Trac: Sponsor: N/AtoN/A Severity: N/Ato Normal Summary: "Authdir is rejecting routers in this range." to Some directory authorities reject IP ranges long after we ask them to stop Cc: Sebastian to Sebastian, ln5, micah
The DirAuth meeting in Berlin (wiki:org/meetings/2015SummerDevMeeting/DirectoryAuthorityOperators) discussed many things, and there has been some progress on some of them. However, we didn't actually discuss scripts for tracking which auths are rejecting which relays. There has been some movement in shoring up some of the foundational pieces so that we can do this, but there is still some work to do. Reviewing what these things are makes me realize that many of these aren't in trac, and need to be.
standardize format of bad.conf: dgoulet came up with a format that can be machine parseable (#17299 (moved)) and a script to generate those (#12261 (moved))
the plan was once we got that format standardized, we would start to clean out old entries (#18164 (moved))
we also wanted to push more people to use the dirauth bits. ln5 now does this, so one step forward
we need to find a way to determine vote divergence so we can find out who is and who is not voting on things that everyone else is agreeing on. DocTor is the perfect framework for monitoring everything, so we need to somehow link those things (or parse each DirAuth vote to find divergences? I dont know if Reject lines are published in the votes, I know Invalid and BadExit are there, but I dont think Reject is, perhaps that is because if it were there it would leak that information?) - I created #18165 (moved) for this
Have a frank discussion with dirauth operators about their role, their impact, and come up with some standard requirements otherwise some of their "power" will be reduced (https://trac.torproject.org/projects/tor/ticket/16558)

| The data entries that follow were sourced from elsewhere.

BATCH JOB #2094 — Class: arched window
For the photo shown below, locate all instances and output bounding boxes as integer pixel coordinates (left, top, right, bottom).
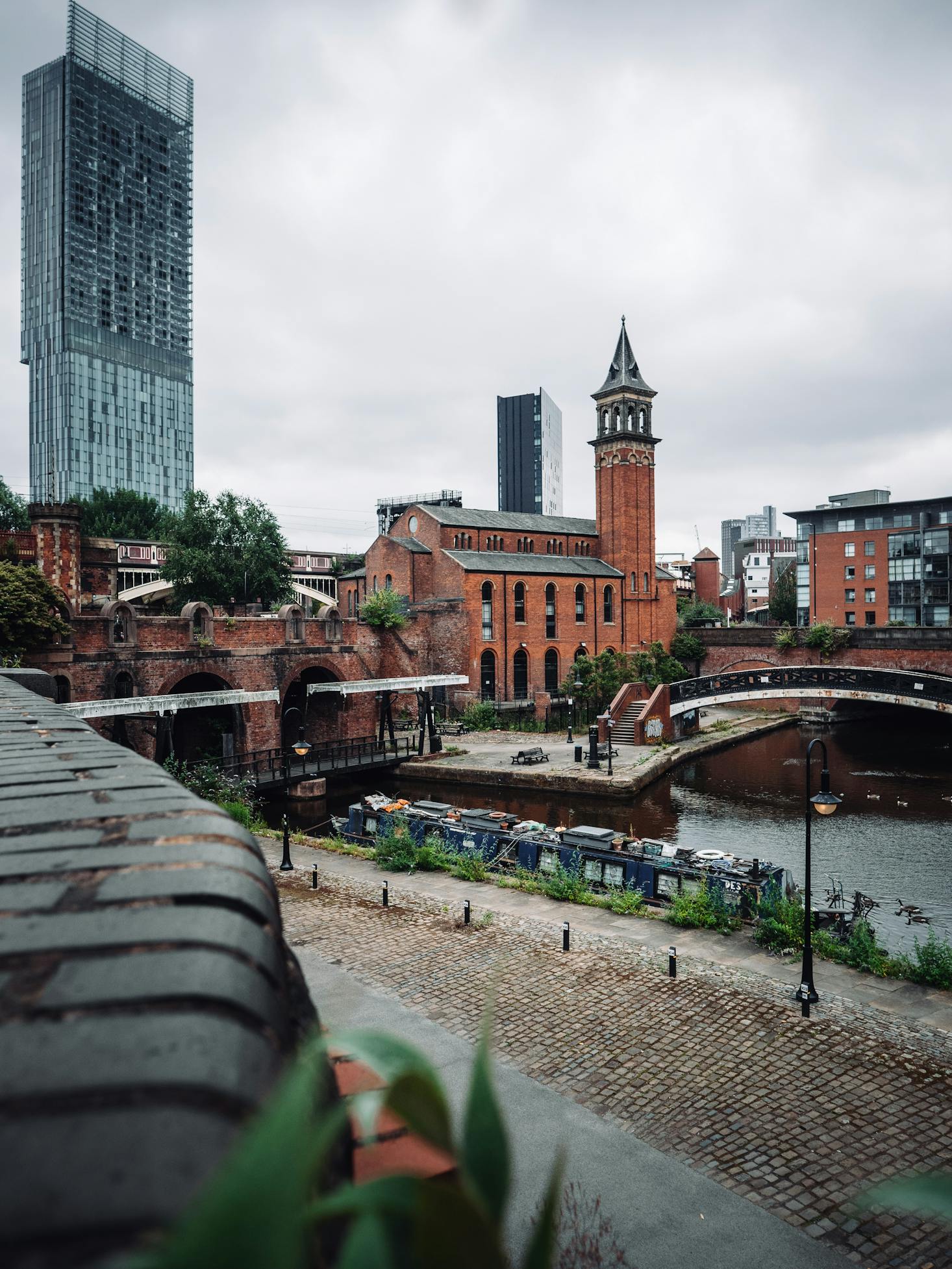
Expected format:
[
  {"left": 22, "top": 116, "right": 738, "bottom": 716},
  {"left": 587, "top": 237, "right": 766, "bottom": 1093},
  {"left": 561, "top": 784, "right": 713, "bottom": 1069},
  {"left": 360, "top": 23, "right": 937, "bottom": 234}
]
[
  {"left": 513, "top": 647, "right": 529, "bottom": 701},
  {"left": 480, "top": 648, "right": 496, "bottom": 701},
  {"left": 513, "top": 581, "right": 525, "bottom": 622},
  {"left": 546, "top": 647, "right": 558, "bottom": 694},
  {"left": 113, "top": 670, "right": 136, "bottom": 701},
  {"left": 546, "top": 581, "right": 556, "bottom": 638},
  {"left": 482, "top": 581, "right": 492, "bottom": 638}
]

Meanwhile ln5 and I started also voting BadExit, and are running exitmap confirmations, and I started running confirmations for the hsdir work that dgoulet and donnacha are doing and more of us have been paying attention to bad-relays and reacting when things happen (instead of only arma), so things are improving, but they are not nearly there yet.
Moving to the DirAuth subcomponent now that we have one.

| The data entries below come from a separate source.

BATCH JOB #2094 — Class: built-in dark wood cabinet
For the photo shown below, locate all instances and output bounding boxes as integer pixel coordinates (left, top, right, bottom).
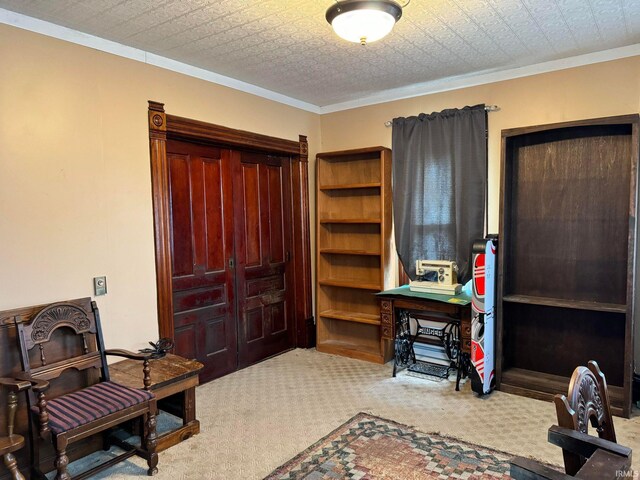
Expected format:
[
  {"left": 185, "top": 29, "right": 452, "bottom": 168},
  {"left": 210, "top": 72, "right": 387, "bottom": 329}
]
[{"left": 497, "top": 115, "right": 638, "bottom": 417}]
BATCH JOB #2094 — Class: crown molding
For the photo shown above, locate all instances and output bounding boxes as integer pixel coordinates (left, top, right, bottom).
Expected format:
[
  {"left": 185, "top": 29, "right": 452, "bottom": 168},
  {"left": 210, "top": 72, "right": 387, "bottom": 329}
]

I think the cause of this particular ticket was from directory authority operators who are responsive to our "help, please blacklist this attacking relay!" mails, but then either they don't act when we send the "ok, you can stop blacklisting those now" follow-up, or we don't do the follow-up at all.

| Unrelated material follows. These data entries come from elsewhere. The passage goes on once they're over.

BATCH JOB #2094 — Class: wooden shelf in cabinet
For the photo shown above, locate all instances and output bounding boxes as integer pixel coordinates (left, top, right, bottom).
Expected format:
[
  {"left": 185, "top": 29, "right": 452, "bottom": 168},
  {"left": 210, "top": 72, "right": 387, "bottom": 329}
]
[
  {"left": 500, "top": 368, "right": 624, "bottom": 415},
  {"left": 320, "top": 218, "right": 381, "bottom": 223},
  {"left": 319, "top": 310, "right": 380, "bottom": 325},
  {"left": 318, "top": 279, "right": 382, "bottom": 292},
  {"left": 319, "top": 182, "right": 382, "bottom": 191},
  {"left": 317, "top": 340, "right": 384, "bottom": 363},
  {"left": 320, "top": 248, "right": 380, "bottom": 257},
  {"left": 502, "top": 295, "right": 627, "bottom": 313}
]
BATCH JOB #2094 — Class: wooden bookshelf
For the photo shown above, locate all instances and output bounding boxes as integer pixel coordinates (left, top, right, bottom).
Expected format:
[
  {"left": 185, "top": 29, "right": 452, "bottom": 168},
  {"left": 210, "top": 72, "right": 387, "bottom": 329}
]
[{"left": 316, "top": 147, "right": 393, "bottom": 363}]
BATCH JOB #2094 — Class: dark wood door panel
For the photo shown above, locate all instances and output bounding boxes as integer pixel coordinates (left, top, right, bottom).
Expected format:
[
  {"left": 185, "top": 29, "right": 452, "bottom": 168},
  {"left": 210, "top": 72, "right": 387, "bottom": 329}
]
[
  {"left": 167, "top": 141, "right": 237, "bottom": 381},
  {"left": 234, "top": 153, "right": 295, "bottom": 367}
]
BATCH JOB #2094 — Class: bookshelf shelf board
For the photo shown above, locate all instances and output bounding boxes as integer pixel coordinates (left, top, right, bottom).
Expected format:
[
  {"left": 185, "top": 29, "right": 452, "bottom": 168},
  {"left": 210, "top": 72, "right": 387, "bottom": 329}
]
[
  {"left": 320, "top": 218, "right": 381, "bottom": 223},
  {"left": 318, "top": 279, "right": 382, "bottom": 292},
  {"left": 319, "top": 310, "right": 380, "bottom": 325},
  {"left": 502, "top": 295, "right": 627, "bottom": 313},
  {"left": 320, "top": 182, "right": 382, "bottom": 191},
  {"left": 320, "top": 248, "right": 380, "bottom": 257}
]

To name names, dizum was the problem child in this particular ticket.
Micah, do you have a sense of whether the directory authority operators who would otherwise be in this situation are now successfully using the dirauth-conf repo?
Trac: Reviewer: N/AtoN/A Component: Core Tor/Tor to Core Tor/DirAuth
(In an attempt to do some cleanup for this component)
dizum is still not using dirauth-conf.git so the only way Alex can apply the relay rules (badexit, reject, ...) is by applying the diff received by email when a commit occurs.
That being said, the other 8 dirauths are super responsive these days about this, even dizum is by email. I don't think its worth the effort today to put time in a script to track which dirauth is not applying rules.
If you disagree, no problem but I would propose to open a ticket about that very specific task of writing a script/service that parses the votes regularly for that and CC the network health team.